Relato de Misterio: Lo que el Bosque Esconde
Prólogo
El frío era una cuchilla. No el frío urbano de Madrid que calaba los huesos con humedad, sino un frío antiguo, mineral, que emanaba de la propia roca caliza de la sierra. El sargento primero de la Guardia Civil, Manuel Rico, exhaló, y su aliento fue una nube blanca que se disolvió en la bruma matinal. Llevaba treinta años en el puesto de Arroyofrío y creía haberlo visto todo. Se equivocaba.
El lugar se conocía como la Cerrada del Pintor, un cañón estrecho y profundo labrado por el río Borosa durante milenios. Era un santuario de silencio, roto solo por el murmullo del agua y el grito lejano de algún ave rapaz. Hoy, el silencio era diferente. Estaba cargado de profanación.
El cuerpo flotaba boca abajo en una poza de aguas turquesas, tan quietas que parecían un cristal de obsidiana. Sus brazos extendidos, como si en su último momento hubiera intentado abrazar el agua que lo reclamaba. Llevaba un traje caro, ahora hinchado y grotesco. Pero no era eso lo que helaba la sangre del sargento Rico. Era la perfecta y macabra coreografía. Una docena de plumas de buitre leonado habían sido clavadas en la espalda de la chaqueta, formando unas alas crueles y oscuras.
Rico tragó saliva, el sabor metálico del miedo en su garganta. Conocía a todos en aquel valle. Conocía sus rencillas, sus deudas y sus amores prohibidos. Sabía quién era el hombre en el agua incluso antes de que los agentes del GREIM le dieran la vuelta.
Alfonso Garrido. El dueño de la sierra. El rey sin corona de Cazorla. El hombre que poseía la tierra, el agua y, muchos decían, también las almas de sus gentes. Y alguien lo había convertido en un ángel caído en el corazón de su propio reino.

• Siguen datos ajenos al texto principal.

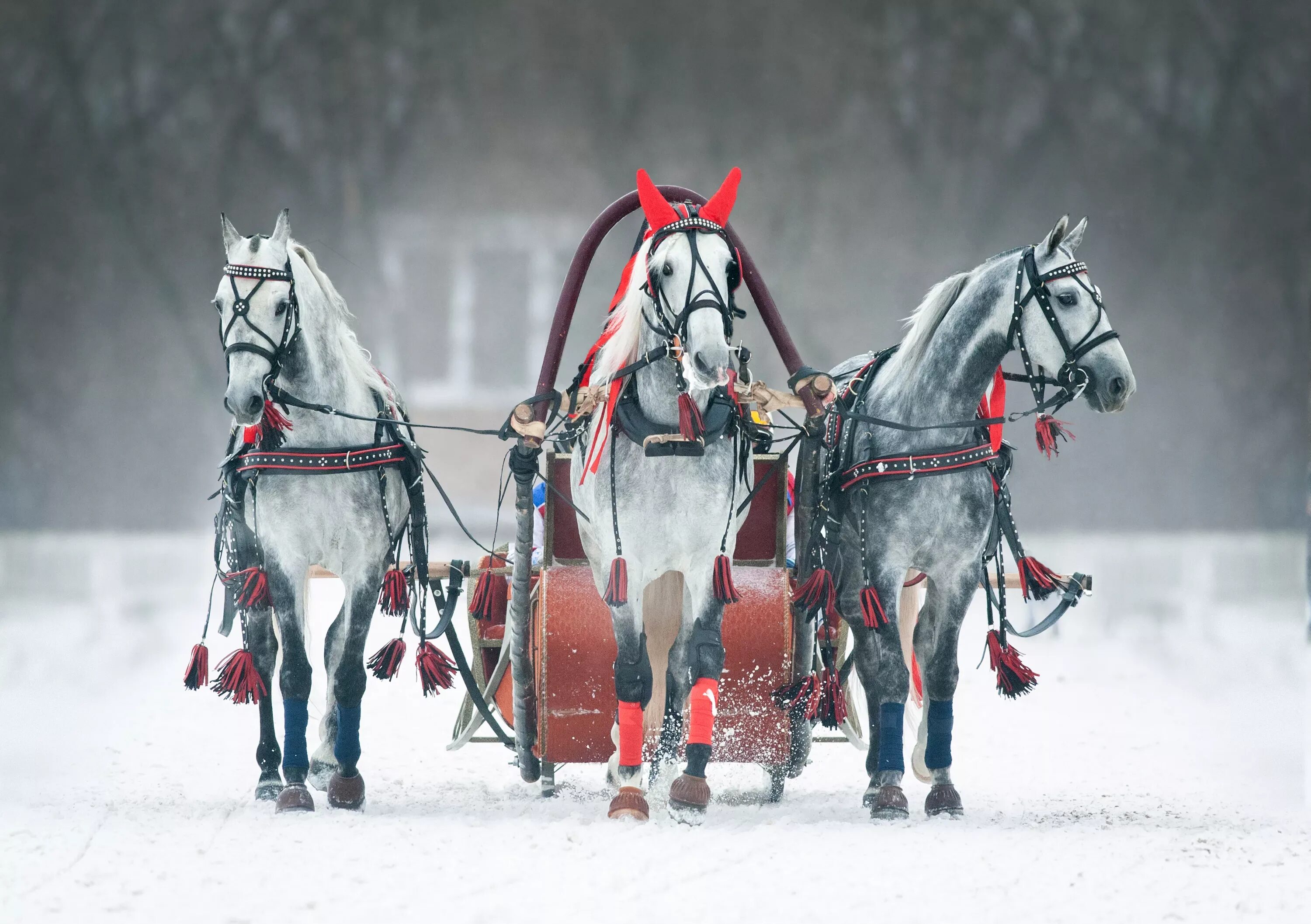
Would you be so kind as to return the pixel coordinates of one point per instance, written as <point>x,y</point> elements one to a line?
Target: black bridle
<point>673,324</point>
<point>281,349</point>
<point>1070,378</point>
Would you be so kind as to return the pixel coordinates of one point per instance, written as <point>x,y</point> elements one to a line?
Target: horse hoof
<point>689,797</point>
<point>888,804</point>
<point>630,804</point>
<point>347,792</point>
<point>322,774</point>
<point>268,788</point>
<point>943,800</point>
<point>295,799</point>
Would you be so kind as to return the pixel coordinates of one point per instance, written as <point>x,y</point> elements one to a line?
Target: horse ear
<point>230,234</point>
<point>721,204</point>
<point>1057,235</point>
<point>282,230</point>
<point>1075,238</point>
<point>657,210</point>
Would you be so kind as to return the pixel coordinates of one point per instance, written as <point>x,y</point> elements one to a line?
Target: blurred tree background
<point>885,145</point>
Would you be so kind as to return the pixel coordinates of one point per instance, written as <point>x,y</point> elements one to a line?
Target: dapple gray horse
<point>335,521</point>
<point>670,513</point>
<point>940,525</point>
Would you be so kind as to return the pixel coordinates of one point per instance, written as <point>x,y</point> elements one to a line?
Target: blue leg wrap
<point>938,751</point>
<point>295,717</point>
<point>891,737</point>
<point>347,747</point>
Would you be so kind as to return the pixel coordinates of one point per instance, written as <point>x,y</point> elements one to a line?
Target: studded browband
<point>323,462</point>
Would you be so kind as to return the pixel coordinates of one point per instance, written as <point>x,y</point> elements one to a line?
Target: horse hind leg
<point>323,762</point>
<point>264,644</point>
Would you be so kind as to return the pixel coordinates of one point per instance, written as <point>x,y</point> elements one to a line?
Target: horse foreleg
<point>323,762</point>
<point>936,639</point>
<point>347,787</point>
<point>294,681</point>
<point>264,644</point>
<point>632,691</point>
<point>887,681</point>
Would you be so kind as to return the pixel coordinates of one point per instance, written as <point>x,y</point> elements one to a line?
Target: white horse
<point>284,326</point>
<point>652,514</point>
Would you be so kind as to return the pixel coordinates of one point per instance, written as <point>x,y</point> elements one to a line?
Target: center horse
<point>657,475</point>
<point>892,431</point>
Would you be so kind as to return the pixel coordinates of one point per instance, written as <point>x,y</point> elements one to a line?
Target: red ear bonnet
<point>657,210</point>
<point>721,204</point>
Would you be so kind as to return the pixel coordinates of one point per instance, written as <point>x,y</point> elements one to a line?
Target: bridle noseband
<point>242,310</point>
<point>673,326</point>
<point>1072,378</point>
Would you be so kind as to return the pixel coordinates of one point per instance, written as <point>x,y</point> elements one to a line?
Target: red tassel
<point>238,678</point>
<point>617,591</point>
<point>1047,431</point>
<point>198,669</point>
<point>394,597</point>
<point>1013,677</point>
<point>387,661</point>
<point>872,608</point>
<point>690,425</point>
<point>817,591</point>
<point>489,595</point>
<point>436,671</point>
<point>252,587</point>
<point>1037,580</point>
<point>832,703</point>
<point>271,432</point>
<point>724,589</point>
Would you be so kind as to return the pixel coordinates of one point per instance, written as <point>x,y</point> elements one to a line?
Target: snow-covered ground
<point>1155,774</point>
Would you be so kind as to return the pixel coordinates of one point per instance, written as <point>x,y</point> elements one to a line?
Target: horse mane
<point>354,357</point>
<point>624,326</point>
<point>923,324</point>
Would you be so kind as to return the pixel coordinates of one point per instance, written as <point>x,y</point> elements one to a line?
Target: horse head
<point>1075,337</point>
<point>259,316</point>
<point>691,274</point>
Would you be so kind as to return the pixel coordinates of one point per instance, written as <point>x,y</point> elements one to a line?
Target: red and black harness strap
<point>323,462</point>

Mientras el sargento daba la orden de acordonar la zona, levantó la vista. En lo alto de los riscos, recortadas contra el cielo pálido, varias siluetas esperaban. Los buitres. Pacientes, eternos. Como si supieran que, en Cazorla, la tierra siempre acaba reclamando lo que es suyo.
Capítulo 1
La inspectora del Cuerpo Nacional de Policía, Sara Robles, odiaba conducir por carreteras de montaña. Cada curva ciega era una emboscada en potencia, un recordatorio de que había lugares donde el asfalto era solo una sugerencia y la naturaleza imponía sus propias reglas. El paisaje que se desplegaba ante ella era de una belleza brutal y sobrecogedora. Los olivares, tan característicos de Jaén, daban paso a bosques densos de pino laricio que trepaban por laderas imposibles hasta coronarse en picos de roca desnuda. Era la Sierra de Cazorla, y se sentía como entrar en otro tiempo.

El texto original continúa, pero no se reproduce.